The Cowshed doesn’t serve breakfast. If you’re traveling without a dog, you just go down a few minutes and you can have a wonderful breakfast at the Uig Hotel. Otherwise you just do it yourself. We did that every morning at we quickly had our routine.
Not far from The Cowshed are two beautiful spots you can visit: The Falls of Rha and the Fairy Glen. The Falls of Rha are located quite close to the A 855 leading out of Uig and to the north. Before leaving town, there is a small bridge. Just before it (as seen from Uig) you go right and follow a path right towards the falls. It’s a ten minute walk max. The Fairy Glen is also easily accessible. Just take a right turn when you come into Uig from the south. Pass by The Cowshed and then take the next right turn and follow it. It leads you directly into the Fairy Glen. It’s a beautiful piece of land and there’s even a maze on it, which we acutally missed. However we found a lot of sheep wool. The wind had blown the loose strands into some corner and we collected a bit of it as a souvenir.

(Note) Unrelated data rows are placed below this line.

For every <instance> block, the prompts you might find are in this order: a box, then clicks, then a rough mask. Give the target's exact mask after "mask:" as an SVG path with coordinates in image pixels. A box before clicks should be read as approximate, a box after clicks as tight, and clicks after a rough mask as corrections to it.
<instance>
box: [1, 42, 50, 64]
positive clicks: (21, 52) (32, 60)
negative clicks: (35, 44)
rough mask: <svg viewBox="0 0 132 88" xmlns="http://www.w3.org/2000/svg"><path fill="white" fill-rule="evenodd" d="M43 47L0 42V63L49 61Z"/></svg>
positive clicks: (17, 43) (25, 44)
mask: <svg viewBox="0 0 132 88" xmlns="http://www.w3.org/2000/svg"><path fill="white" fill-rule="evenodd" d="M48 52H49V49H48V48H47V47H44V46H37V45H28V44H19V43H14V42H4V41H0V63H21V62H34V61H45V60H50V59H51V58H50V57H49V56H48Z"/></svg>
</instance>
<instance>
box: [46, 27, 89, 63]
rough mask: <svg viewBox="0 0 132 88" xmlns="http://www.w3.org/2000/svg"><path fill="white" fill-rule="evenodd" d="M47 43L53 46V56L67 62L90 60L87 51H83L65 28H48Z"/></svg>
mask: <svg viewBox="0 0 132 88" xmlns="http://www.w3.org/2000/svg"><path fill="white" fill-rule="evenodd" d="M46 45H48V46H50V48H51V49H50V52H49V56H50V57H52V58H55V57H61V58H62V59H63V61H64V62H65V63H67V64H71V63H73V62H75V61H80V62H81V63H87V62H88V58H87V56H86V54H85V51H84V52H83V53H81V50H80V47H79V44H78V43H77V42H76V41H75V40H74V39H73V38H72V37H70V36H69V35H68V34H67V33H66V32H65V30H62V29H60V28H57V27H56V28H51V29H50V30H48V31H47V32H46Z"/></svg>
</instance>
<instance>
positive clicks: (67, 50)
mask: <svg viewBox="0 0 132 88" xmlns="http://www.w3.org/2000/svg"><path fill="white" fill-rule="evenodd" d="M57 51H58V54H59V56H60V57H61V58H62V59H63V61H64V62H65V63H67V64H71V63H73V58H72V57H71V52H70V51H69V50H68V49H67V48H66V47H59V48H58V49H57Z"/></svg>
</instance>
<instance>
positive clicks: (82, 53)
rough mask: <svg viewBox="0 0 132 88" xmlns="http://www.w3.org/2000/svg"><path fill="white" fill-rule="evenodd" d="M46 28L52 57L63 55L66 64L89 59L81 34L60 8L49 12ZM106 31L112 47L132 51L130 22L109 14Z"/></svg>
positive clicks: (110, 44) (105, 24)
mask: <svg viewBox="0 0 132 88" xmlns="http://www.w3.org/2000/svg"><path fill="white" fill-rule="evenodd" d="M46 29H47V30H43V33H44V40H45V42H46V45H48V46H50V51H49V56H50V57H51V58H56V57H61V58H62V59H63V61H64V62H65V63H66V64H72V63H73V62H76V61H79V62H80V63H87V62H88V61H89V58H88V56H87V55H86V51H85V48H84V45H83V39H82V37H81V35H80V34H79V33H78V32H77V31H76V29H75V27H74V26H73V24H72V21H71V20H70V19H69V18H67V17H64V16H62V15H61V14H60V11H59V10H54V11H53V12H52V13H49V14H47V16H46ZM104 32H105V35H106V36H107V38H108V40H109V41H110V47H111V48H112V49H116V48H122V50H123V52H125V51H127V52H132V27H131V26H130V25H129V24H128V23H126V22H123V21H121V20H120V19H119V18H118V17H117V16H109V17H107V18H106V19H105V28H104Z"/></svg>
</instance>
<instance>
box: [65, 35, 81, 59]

The Cowshed is a perfect base for trips around Skye and to Harris and Lewis. The ferry usually leaves and returns once a day. There are only two days it leaves and returns two times. So there are only two days a week you can come to the Outer Hebrides and return on the same day. Otherwise you have to stay over. So it makes a lot of sense to check the timetables and base yourself wisely, since they might leave very early in the morning. From The Cowshed it’s only two minutes to the ferry. Not unimportant if you’re on the 5.30 am – ferry and have to be there 45 minutes in advance, right.
Uig is also perfect to explore the northern part of Skye from. Distances on Skye are quite easy anyway. It’s the beauty of the landscape and the walks and photo stop that make a day trip out of a 45 minute road tour. You can even use it as a base for the whole of Skye, really. Depens on how much you like driving. But, as I said, distances on Skye are easy. It takes you about 20 minutes to Portree, and I think about 30 to 40 to Dunvegan. From the Fairy Pools it was about the same, I believe. So this is no big deal.
One last thing, before we wrap this up: the drive onto The Cowshed premises is very steep and it’s single lane. We were there in summer, so there was no problem. And we only had one encounter with another car at the top, so it was easy to reverse. However, I think I would call them before arriving there and ask about how to do it in winter. I don’t know about the conditions then, so close to the sea, but I cannot imagine getting my car up that hill then. So maybe check that beforehand.
All in all it was a wonderful stay and we just loved it. When we make it back, I think a stay at The Cowshed will be mandatory.